Após circularem o castelo, Mumu Lin encontrou uma chave em um canto escondido. Todos se reuniram e Mumu Lin a exibiu, explicando:
— Encontrei uma pequena caixa num canto da muralha e esta chave estava dentro. Mas não parece pertencer a nenhuma porta próxima; é grande demais.

— Pode usá-la? — perguntou Menlv.

Mumu Lin assentiu:
— Posso, mas o sistema diz que o alvo não é adequado.

— Se pode ser usada, é porque tem utilidade. Vamos testá-la no portão principal — sugeriu Li Congxin, antes de acrescentar: — Aliás, temos visitantes.

— Ah? — Todos ficaram atônitos.

— Sete pessoas. Estão lá fora eliminando os monstros. Vi quando voltei àquela sala — explicou Li.

— Hmph, devem ser o Assassino de Fogo e seus comparsas. Seria impossível para outros chegarem aqui em menos de dez ou quinze dias; eles não teriam nível para isso — comentou Tutu Gui.

Menlv riu:
— Ei, entrar não é tão simples assim. Vamos focar na entrada. Se eles ousarem aparecer, é só matar.

Li Congxin assentiu e voltou-se para Mumu Lin:
— Vamos ao portão principal. Todos terminaram as buscas?

Todos confirmaram. Além da chave de Mumu Lin, nada mais fora encontrado. Diante do portão do salão do castelo, Mumu Lin usou a chave novamente. Desta vez, a mensagem foi diferente: "Uma chave não é suficiente para abrir o Salão do Cavaleiro Espectral".

Mumu Lin arregalou os olhos, relendo a informação, e seu rosto se iluminou:
— Parece ser uma masmorra!

Todos o olharam com curiosidade. Mumu Lin explicou a situação e o grupo compreendeu. Se uma chave não bastava, significava que outras existiam.

— As chances de ser uma masmorra são altas. De qualquer forma, precisamos encontrar as outras chaves — disse Li Congxin.

Todos se espalharam novamente para procurar. Enquanto os cinco vasculhavam cada centímetro do interior, os sete jogadores lá fora continuavam a dizimar a horda de milhares de espectros.

Meia hora depois, o grupo se reuniu, frustrado.

— Que situação... estou ficando confuso — disse Menlv, coçando a cabeça. — Como pode haver apenas uma chave? Será que esquecemos algum lugar?

— Não deveria. Revistamos tudo — respondeu Li Wanrong.

Tutu Gui sugeriu com incerteza:
— Será que as outras chaves caem dos monstros?

— Impossível. Pelo menos não aqui. Se caíssem, já teríamos visto alguma ao limpar tantos monstros.
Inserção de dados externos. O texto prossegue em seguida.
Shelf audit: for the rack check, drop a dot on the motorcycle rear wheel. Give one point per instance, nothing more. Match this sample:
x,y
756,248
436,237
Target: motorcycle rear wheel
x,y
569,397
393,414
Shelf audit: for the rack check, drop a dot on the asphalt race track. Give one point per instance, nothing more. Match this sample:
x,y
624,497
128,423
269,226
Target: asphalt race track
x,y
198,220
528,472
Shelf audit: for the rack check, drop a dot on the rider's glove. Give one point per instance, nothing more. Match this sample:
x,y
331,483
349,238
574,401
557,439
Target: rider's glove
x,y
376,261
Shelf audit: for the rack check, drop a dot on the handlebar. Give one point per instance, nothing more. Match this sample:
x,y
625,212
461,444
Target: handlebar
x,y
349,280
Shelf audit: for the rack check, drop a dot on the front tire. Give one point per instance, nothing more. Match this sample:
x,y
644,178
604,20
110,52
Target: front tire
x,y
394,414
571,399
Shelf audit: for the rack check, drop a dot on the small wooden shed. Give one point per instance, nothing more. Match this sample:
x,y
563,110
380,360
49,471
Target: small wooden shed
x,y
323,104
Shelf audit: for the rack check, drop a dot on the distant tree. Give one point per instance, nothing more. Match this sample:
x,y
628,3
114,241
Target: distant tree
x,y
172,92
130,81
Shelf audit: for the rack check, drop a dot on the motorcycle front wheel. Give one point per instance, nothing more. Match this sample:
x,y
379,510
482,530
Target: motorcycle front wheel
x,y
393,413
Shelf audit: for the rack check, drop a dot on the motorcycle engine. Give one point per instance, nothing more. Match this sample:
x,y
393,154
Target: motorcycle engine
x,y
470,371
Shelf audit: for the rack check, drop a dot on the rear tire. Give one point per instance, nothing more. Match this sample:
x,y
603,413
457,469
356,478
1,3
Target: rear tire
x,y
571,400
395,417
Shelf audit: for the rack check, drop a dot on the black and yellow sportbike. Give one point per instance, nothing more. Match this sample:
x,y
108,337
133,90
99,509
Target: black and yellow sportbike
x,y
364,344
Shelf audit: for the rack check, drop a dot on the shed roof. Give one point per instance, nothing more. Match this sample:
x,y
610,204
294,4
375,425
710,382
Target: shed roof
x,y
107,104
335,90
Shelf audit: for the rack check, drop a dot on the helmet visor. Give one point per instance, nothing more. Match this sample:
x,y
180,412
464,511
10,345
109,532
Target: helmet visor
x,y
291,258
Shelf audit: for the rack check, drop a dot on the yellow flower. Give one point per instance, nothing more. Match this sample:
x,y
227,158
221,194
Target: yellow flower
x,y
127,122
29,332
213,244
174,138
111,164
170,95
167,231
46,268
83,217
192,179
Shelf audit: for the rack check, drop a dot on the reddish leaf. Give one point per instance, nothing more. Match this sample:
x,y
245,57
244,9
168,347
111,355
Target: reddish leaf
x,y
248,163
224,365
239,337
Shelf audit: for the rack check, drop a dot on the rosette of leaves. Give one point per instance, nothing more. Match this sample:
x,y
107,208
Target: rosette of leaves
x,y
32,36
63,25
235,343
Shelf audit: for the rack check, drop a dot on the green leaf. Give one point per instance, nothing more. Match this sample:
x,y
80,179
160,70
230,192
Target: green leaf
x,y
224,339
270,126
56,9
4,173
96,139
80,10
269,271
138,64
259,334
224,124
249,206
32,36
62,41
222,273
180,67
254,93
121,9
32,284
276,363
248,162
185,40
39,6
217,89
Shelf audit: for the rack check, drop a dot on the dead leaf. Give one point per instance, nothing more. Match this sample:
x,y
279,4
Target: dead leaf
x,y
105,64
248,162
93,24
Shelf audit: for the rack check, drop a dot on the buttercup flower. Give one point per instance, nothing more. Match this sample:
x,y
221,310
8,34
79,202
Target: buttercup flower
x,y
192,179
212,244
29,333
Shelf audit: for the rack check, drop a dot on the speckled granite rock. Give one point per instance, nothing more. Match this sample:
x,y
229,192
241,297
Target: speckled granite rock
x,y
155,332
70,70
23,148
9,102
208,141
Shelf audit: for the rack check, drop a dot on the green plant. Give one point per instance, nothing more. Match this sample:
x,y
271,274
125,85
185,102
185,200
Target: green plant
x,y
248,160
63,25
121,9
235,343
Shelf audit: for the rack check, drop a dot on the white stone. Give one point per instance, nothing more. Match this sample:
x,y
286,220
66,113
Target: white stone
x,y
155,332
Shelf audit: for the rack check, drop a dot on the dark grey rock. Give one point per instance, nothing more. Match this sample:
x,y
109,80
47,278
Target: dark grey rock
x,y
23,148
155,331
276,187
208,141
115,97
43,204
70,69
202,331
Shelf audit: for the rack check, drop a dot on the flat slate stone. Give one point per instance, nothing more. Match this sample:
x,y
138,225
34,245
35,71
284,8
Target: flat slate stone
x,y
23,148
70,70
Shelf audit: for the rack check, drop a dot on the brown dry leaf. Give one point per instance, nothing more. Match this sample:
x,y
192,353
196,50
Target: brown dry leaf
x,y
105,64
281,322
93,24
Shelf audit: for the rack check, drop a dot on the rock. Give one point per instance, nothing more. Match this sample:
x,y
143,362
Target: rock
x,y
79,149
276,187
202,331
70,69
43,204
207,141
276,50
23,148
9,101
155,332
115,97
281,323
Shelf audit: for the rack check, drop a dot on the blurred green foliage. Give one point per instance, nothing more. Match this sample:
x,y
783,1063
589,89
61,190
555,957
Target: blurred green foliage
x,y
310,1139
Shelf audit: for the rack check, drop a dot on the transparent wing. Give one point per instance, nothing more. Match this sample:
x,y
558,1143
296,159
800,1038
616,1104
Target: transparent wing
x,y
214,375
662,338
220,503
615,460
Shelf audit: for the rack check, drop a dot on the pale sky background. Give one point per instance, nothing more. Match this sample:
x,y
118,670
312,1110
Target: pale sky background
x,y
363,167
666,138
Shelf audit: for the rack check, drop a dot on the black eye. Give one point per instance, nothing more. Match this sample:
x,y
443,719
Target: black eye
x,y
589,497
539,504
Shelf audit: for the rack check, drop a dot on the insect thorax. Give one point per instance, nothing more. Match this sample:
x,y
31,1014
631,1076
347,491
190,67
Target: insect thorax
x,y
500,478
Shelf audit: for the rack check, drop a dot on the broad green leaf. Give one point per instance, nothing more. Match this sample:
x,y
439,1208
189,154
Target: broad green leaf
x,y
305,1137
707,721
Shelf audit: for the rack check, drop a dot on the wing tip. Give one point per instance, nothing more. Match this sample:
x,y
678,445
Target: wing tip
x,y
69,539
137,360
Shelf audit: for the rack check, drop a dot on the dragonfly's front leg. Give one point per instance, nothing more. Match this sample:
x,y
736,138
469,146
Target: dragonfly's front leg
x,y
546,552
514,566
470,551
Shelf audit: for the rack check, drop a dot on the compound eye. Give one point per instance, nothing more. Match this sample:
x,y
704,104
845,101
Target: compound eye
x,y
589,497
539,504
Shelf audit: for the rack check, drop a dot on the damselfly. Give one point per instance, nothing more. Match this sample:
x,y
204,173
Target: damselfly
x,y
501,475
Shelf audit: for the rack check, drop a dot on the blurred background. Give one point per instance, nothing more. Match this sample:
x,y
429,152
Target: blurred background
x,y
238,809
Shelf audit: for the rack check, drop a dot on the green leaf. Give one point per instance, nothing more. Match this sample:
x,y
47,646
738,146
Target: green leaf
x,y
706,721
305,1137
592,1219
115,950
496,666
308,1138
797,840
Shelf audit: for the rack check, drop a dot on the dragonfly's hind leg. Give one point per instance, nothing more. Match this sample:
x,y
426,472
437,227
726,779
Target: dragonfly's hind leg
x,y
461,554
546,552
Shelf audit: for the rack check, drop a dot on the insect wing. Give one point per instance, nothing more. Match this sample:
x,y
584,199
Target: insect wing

Se existem, não estão neste castelo... — Li Congxin parou bruscamente, lembrando-se do que encontraram no espaço escuro subterrâneo. Ele bateu palmas e olhou para Menlv: — Isso!

— Hã? — Menlv não entendeu.

— As escadas! Tínhamos dois lances de escada! É muito provável que as outras chaves estejam no caminho para onde descemos, e aqui dentro só havia essa! — explicou Li.

Ao ouvir isso, Menlv recordou-se do trajeto.
— Faz todo o sentido! Vamos voltar lá?

— Então o que estamos esperando? Vamos! O dia já está avançando, e mesmo que encontremos algo, teremos que continuar à noite — apressou Li Wanrong.

Sem perder tempo, o grupo retornou à sala anterior e correu em direção ao corredor subterrâneo.